Jaimie Bleck Wins Award for Best Dissertation in African Politics

Author: Elizabeth Rankin

Jaimie Bleck

University of Notre Dame political scientist Jaimie Bleck has won the 2011 Lynne Rienner Award for Best Dissertation in African Politics from the American Political Science Association’s Africa Politics Conference Group (APCG).

Bleck’s award-winning work, “Schooling Citizens: Education, Citizenship, and Democracy in Mali,” explores the political effect of education in the West African country.

According to the selection committee, the dissertation is “informed by a deep knowledge of contemporary Mali, methodologically sound, and makes a significant contribution to our understanding of the links between education, state service provision, and democracy.”

Bleck, Ford Family Assistant Professor of Political Science in the College of Arts and Letters and a faculty fellow in the University’s Kellogg Institute for International Studies, says she is currently expanding the work into a book manuscript.

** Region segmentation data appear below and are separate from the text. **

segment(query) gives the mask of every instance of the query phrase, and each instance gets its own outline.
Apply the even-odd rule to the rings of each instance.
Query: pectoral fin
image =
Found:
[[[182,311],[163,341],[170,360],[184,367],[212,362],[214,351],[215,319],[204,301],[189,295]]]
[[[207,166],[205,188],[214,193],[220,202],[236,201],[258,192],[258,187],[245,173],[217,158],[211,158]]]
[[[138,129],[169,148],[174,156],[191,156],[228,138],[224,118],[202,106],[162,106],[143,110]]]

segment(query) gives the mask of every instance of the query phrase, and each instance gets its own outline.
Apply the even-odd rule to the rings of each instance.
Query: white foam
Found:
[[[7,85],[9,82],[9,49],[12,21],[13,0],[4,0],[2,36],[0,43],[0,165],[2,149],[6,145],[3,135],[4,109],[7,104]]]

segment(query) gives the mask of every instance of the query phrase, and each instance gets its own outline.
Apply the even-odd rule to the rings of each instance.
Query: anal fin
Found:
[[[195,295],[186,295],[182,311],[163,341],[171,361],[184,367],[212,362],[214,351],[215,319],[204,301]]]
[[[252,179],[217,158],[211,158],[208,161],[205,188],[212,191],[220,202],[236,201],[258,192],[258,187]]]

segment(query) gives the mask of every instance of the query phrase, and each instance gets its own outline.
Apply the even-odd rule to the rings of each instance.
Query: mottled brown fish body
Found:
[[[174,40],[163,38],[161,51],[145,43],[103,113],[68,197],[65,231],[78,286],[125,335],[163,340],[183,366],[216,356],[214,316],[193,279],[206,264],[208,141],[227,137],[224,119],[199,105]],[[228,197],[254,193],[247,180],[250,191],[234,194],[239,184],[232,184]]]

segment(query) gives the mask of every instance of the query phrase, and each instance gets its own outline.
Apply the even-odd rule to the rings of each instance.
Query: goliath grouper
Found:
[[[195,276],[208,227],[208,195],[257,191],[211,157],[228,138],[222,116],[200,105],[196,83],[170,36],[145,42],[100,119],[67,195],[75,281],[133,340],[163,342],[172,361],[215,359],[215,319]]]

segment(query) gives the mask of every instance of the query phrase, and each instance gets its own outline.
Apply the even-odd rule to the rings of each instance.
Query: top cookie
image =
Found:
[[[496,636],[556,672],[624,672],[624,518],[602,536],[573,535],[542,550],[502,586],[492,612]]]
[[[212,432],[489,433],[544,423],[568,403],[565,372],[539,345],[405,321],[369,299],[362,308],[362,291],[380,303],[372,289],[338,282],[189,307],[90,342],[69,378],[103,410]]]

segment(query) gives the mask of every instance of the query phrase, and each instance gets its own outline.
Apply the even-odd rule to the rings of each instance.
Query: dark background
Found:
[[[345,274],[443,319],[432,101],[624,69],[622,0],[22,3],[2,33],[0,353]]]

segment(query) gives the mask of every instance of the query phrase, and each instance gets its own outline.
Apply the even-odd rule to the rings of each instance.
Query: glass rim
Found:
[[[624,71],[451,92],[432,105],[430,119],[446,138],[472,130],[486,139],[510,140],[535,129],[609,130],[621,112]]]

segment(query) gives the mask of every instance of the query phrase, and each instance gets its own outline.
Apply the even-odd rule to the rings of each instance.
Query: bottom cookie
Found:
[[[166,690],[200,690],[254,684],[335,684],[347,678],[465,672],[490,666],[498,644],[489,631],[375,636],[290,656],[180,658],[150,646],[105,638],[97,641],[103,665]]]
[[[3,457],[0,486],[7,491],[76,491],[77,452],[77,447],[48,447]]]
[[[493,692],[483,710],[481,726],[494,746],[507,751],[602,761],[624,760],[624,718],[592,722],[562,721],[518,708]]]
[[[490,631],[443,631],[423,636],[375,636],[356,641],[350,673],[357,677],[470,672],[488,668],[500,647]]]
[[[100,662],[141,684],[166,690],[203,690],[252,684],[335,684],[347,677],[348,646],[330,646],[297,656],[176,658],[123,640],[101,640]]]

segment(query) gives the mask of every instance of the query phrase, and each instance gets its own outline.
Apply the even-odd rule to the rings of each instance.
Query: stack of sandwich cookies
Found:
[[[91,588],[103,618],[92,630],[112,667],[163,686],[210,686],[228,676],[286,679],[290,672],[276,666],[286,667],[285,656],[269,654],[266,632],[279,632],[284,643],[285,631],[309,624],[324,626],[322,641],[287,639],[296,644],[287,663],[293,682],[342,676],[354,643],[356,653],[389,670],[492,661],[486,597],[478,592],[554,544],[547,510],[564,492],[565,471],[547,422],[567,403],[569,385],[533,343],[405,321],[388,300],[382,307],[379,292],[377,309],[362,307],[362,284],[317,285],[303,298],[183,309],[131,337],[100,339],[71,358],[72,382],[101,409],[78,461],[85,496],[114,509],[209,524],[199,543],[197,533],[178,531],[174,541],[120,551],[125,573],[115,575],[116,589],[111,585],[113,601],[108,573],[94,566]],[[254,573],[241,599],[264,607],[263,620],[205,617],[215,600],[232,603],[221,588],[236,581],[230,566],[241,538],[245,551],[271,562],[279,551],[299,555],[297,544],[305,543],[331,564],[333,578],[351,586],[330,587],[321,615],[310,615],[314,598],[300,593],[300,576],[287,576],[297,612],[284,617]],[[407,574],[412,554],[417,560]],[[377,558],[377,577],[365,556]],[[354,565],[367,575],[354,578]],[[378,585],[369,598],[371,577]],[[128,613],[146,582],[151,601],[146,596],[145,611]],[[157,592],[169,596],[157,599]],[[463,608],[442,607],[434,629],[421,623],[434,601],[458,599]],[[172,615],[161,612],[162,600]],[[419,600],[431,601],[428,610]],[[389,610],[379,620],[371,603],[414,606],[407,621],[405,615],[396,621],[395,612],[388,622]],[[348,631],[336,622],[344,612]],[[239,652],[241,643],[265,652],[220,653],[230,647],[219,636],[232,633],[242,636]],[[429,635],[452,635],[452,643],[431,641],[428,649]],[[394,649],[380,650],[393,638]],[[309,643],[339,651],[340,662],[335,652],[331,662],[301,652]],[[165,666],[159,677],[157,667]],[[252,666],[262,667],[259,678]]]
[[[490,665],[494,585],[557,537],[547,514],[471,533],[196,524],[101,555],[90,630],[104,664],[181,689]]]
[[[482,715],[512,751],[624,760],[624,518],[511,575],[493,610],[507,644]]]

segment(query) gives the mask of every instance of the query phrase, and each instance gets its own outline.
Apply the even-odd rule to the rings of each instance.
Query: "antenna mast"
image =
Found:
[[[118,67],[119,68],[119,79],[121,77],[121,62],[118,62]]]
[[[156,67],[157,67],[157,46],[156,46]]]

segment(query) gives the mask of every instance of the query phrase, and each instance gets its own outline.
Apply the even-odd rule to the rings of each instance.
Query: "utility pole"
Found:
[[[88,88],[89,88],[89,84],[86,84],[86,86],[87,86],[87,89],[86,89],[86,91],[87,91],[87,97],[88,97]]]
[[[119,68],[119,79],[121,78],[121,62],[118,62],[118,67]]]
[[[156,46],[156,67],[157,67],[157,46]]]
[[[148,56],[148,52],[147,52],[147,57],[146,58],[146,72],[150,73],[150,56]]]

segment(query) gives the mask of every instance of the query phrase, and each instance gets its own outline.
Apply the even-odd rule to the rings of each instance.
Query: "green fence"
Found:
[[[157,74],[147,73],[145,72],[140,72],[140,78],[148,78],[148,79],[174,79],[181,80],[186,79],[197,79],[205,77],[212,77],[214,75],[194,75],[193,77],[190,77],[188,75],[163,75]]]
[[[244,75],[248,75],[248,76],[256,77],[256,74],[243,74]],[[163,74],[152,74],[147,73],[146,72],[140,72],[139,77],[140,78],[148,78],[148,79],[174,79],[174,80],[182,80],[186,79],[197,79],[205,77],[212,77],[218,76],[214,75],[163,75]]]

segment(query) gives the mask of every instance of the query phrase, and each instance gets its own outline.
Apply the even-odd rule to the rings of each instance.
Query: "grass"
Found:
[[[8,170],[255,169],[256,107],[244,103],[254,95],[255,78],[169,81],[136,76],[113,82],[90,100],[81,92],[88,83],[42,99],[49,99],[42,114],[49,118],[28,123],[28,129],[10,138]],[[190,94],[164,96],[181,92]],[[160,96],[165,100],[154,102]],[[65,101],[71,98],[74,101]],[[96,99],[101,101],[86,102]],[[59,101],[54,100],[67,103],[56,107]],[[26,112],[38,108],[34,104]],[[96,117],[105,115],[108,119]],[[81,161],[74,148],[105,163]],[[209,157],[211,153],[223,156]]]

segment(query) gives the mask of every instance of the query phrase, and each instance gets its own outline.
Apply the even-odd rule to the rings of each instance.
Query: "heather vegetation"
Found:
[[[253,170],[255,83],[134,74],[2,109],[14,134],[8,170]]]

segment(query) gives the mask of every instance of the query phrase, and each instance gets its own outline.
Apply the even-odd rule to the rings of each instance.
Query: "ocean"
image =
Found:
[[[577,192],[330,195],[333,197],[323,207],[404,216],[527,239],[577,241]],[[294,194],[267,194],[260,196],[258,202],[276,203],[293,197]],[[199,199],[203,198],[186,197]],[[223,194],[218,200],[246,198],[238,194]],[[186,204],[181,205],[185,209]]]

“I am analyzing how different educational experiences—public/private and secular/Islamic—affect citizenship in Mali in the context of expanded access to schooling,” she explains.

She draws on data from a year of fieldwork, including 1,000 surveys, exit polls during municipal elections, politicians’ educational profiles, government schooling data, and interviews with Malian educators and government officials as well as 200 university students.

Bleck joined Notre Dame’s Department of Political Science in fall 2011. She received her Ph.D. from Cornell University, where her dissertation committee included Nicolas van de Walle (chair), Valerie Bunce, Kenneth Roberts, and Devra Coren Moehler.

Bleck has served as a consultant for the World Bank, Freedom House, and Care International. Prior to graduate school, she spent three years working in Central and Southern Africa with Winrock International on the Africa Education Initiative Ambassadors Girls Scholarship Program, which provides scholarships to 20,000 girls in 15 African countries each year.